Specific consideration for this indication: Migraine with brainstem aura (basilar-type migraine) involves a higher theoretical risk of vasospasm compared to common migraine with aura. Although aspirin is generally used in migraine management, patients with this specific subtype should be carefully evaluated for ischaemic and haemorrhagic risk before initiating antiplatelet prophylaxis. The interaction of aspirin with other vasoactive migraine medications (e.g., ergotamines, triptans) and the risk of gastrointestinal bleeding with long-term use are additional safety factors that require monitoring.
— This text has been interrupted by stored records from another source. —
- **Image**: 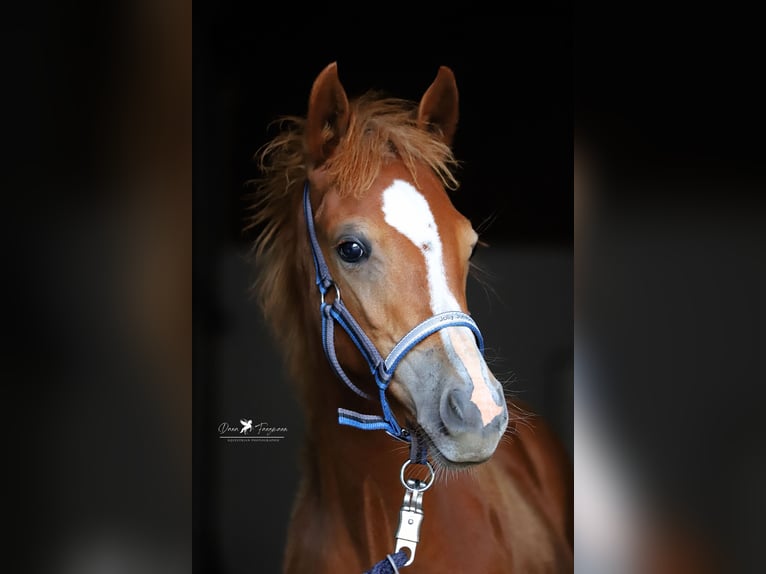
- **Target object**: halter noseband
[303,181,484,454]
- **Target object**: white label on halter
[383,179,503,426]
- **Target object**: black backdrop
[193,2,573,572]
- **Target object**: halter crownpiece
[303,181,484,452]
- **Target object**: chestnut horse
[252,63,573,574]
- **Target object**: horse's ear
[306,62,349,167]
[418,66,458,145]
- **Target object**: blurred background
[193,2,573,574]
[574,2,766,573]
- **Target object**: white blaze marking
[383,179,503,426]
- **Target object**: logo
[218,417,287,443]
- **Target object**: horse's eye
[338,241,367,263]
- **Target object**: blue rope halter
[303,181,484,456]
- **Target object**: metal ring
[399,460,436,492]
[319,281,340,305]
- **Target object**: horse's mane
[245,92,458,392]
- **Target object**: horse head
[304,63,508,468]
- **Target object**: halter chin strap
[303,181,484,452]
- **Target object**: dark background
[193,2,573,573]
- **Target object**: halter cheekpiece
[303,181,484,452]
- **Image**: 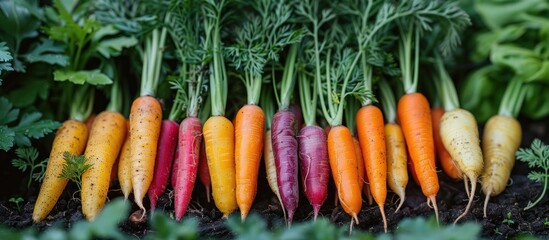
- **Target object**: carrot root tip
[395,196,404,213]
[454,177,477,225]
[483,188,492,218]
[428,196,440,226]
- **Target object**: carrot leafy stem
[516,138,549,210]
[59,152,91,190]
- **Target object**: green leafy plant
[501,212,515,226]
[0,42,13,86]
[516,138,549,210]
[8,197,25,212]
[59,152,91,190]
[0,97,60,152]
[11,147,48,188]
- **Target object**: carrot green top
[140,13,170,96]
[202,0,228,116]
[498,77,526,118]
[225,0,301,107]
[378,80,396,123]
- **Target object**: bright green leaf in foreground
[53,69,112,85]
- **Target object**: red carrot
[148,120,179,212]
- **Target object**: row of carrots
[28,1,523,230]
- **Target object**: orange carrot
[397,92,439,222]
[356,105,387,231]
[118,130,132,199]
[353,137,364,192]
[82,111,127,221]
[328,126,362,224]
[235,104,265,221]
[431,107,467,180]
[32,120,88,222]
[385,123,408,212]
[203,116,238,218]
[130,96,162,216]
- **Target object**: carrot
[353,137,374,205]
[328,126,362,224]
[173,117,202,220]
[379,80,408,212]
[130,96,162,216]
[147,120,179,212]
[82,111,127,221]
[235,104,265,221]
[481,115,522,217]
[397,93,439,222]
[118,130,132,199]
[440,109,483,222]
[385,123,408,212]
[32,120,88,223]
[481,78,525,217]
[203,116,234,218]
[435,52,484,224]
[431,107,463,180]
[271,111,299,224]
[298,125,330,220]
[353,137,362,195]
[198,139,212,202]
[263,129,286,219]
[298,62,330,221]
[130,14,170,219]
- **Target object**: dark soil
[0,120,549,239]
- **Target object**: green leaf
[475,0,549,29]
[0,125,15,152]
[68,198,130,240]
[8,79,51,108]
[0,42,13,62]
[0,97,19,125]
[53,69,112,85]
[23,39,69,67]
[97,37,137,58]
[13,112,61,139]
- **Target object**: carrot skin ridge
[81,111,127,221]
[481,115,522,217]
[385,123,408,212]
[440,108,484,224]
[328,126,362,224]
[174,117,202,221]
[201,116,238,218]
[130,96,162,216]
[263,129,286,219]
[356,105,387,231]
[431,107,463,181]
[32,120,88,223]
[147,120,179,212]
[298,126,330,220]
[353,137,364,191]
[271,111,299,225]
[397,92,440,222]
[198,136,212,202]
[170,146,181,190]
[235,104,265,221]
[118,130,132,199]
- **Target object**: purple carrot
[271,111,299,225]
[198,141,212,202]
[298,125,330,220]
[148,120,179,212]
[288,103,303,130]
[174,117,202,220]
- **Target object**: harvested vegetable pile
[0,0,549,238]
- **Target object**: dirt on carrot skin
[0,119,549,239]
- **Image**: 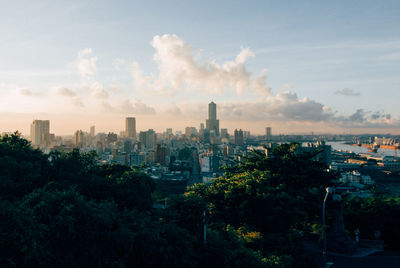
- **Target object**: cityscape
[0,0,400,268]
[21,99,400,192]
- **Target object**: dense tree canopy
[0,133,400,267]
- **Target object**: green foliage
[0,132,49,201]
[343,196,400,250]
[0,136,340,267]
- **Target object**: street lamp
[322,187,335,263]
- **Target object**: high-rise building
[125,117,136,139]
[139,129,157,149]
[90,126,96,137]
[74,130,85,148]
[265,127,272,139]
[206,102,219,136]
[31,120,50,147]
[185,127,197,138]
[235,129,244,146]
[221,128,229,139]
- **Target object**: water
[326,141,400,156]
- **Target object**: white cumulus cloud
[76,48,97,77]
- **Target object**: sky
[0,0,400,135]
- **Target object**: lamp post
[322,187,334,263]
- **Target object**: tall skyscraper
[90,126,96,137]
[31,120,50,147]
[73,130,85,148]
[206,102,219,136]
[265,127,272,139]
[125,117,136,139]
[139,129,157,149]
[235,129,244,146]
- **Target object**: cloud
[131,34,271,95]
[76,48,97,77]
[101,99,156,115]
[90,82,109,99]
[56,87,76,97]
[19,88,43,97]
[334,109,400,128]
[55,87,85,108]
[335,88,360,96]
[165,102,182,116]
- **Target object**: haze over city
[0,1,400,135]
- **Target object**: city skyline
[0,1,400,135]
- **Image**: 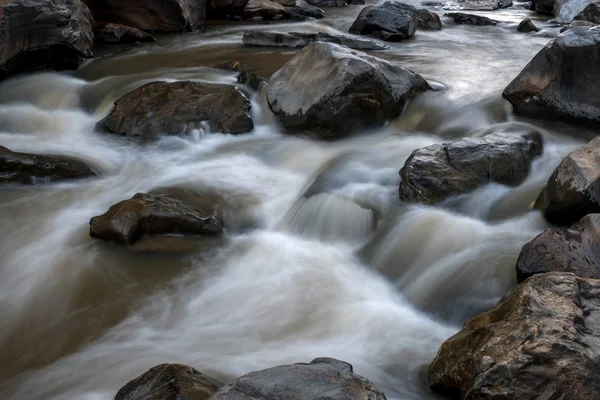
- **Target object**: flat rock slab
[211,358,386,400]
[429,272,600,400]
[242,31,390,50]
[0,146,95,184]
[99,81,254,137]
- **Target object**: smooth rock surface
[99,81,254,137]
[242,31,390,50]
[211,358,386,400]
[267,43,431,139]
[534,137,600,226]
[114,364,224,400]
[400,132,543,204]
[502,26,600,127]
[350,1,419,42]
[0,0,94,79]
[517,214,600,282]
[429,273,600,400]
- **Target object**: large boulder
[503,26,600,127]
[0,0,94,79]
[429,273,600,400]
[84,0,206,32]
[90,189,223,245]
[267,43,431,139]
[211,358,386,400]
[400,132,543,204]
[242,31,390,50]
[99,81,254,137]
[350,1,419,42]
[517,214,600,282]
[0,146,95,184]
[114,364,224,400]
[534,137,600,226]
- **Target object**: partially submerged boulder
[517,214,600,282]
[350,1,419,42]
[534,137,600,226]
[212,358,386,400]
[400,132,543,204]
[114,364,224,400]
[502,26,600,127]
[0,146,95,184]
[242,31,390,50]
[429,273,600,400]
[267,43,431,139]
[99,81,254,137]
[0,0,93,79]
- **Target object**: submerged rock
[0,146,95,184]
[94,24,154,43]
[267,43,431,139]
[84,0,206,32]
[99,81,254,137]
[242,31,390,50]
[517,214,600,282]
[114,364,224,400]
[212,358,386,400]
[445,13,500,26]
[534,137,600,226]
[417,9,442,31]
[429,273,600,400]
[0,0,94,79]
[502,26,600,127]
[400,132,543,204]
[350,1,419,42]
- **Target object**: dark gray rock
[429,273,600,400]
[534,137,600,226]
[517,18,540,33]
[517,214,600,282]
[417,9,442,31]
[242,31,390,50]
[99,81,254,138]
[400,132,543,204]
[503,26,600,127]
[114,364,224,400]
[267,43,431,139]
[350,1,419,42]
[0,146,95,184]
[444,13,500,26]
[211,358,386,400]
[0,0,94,79]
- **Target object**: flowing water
[0,4,593,400]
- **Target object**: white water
[0,1,585,400]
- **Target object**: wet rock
[517,18,540,33]
[84,0,206,32]
[99,81,254,138]
[90,189,223,244]
[242,31,390,50]
[575,1,600,24]
[350,1,419,42]
[534,137,600,226]
[94,24,154,43]
[0,0,93,79]
[445,13,500,26]
[114,364,224,400]
[212,358,386,400]
[503,27,600,127]
[267,43,431,139]
[400,132,543,204]
[0,146,95,184]
[429,273,600,400]
[517,214,600,282]
[417,9,442,31]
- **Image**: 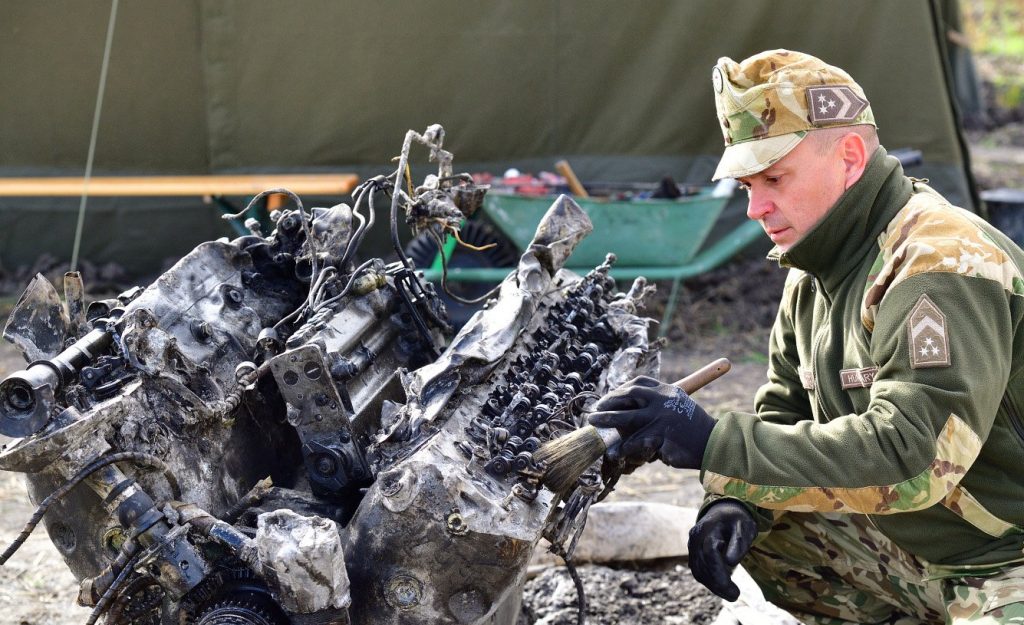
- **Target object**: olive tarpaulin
[0,0,975,276]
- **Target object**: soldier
[591,50,1024,625]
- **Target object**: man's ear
[839,132,867,189]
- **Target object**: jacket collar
[768,147,913,292]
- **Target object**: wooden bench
[0,173,359,235]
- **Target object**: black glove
[590,376,715,468]
[687,499,758,601]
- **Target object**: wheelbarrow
[413,181,764,334]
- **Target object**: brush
[534,358,732,494]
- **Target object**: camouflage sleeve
[701,266,1020,514]
[754,269,811,424]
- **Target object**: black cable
[85,549,150,625]
[565,559,587,625]
[0,452,181,566]
[106,575,164,625]
[395,270,440,360]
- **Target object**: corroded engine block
[0,126,657,625]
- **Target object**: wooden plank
[0,173,359,197]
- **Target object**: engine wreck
[0,126,659,625]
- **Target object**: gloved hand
[590,376,715,468]
[687,499,758,601]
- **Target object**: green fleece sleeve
[754,270,811,424]
[701,270,1020,514]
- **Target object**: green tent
[0,0,975,276]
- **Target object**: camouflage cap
[712,50,876,180]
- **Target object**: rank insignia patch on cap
[807,85,867,126]
[906,295,949,369]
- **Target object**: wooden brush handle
[672,358,732,394]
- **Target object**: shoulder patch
[906,294,950,369]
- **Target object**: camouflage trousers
[742,512,1024,625]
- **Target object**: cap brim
[712,132,807,182]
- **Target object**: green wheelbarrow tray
[424,186,764,333]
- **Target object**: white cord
[71,0,119,272]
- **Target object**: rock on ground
[519,559,721,625]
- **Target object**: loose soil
[0,114,1024,625]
Full warnings, contraindications, and drug interaction data should be retrieved from the NPRA-approved package insert to support a complete S1 safety evaluation.
Conclusion and Next Steps
Decision: Proceed with Guardrails
Rationale: Multiple systematic reviews, one double-blind RCT for acute migraine (with or without aura), and a retrospective cohort study specifically evaluating low-dose aspirin in migraine-with-aura prophylaxis collectively provide Level 3 evidence (observational studies and systematic reviews); however, no clinical trial data exist specifically for the brainstem aura subtype, and the higher vascular risk profile of this rare subtype warrants a cautious, monitored approach before extrapolating from broader migraine-with-aura evidence.
To proceed, the following is needed:
- Dedicated prospective clinical trials or high-quality registry data specifically enrolling migraine with brainstem aura patients
- Retrieval of full MOA data from DrugBank API (currently a data gap) to strengthen mechanistic link analysis
- Download and parsing of NPRA-approved package insert PDF to complete the S1 safety evaluation (warnings, contraindications, key drug interactions)
- Retrieval of specific product registration details (authorization numbers, approved indications) from the NPRA register for all 15 registered products
- Vascular risk stratification protocol for patients with brainstem aura, given elevated ischaemic risk compared to standard migraine with aura
- Definition of the optimal dose regimen (acute vs. prophylactic low-dose) specific to this indication
Disclaimer
This content is for research purposes only and does not constitute medical advice. Clinical validation is required before any clinical application.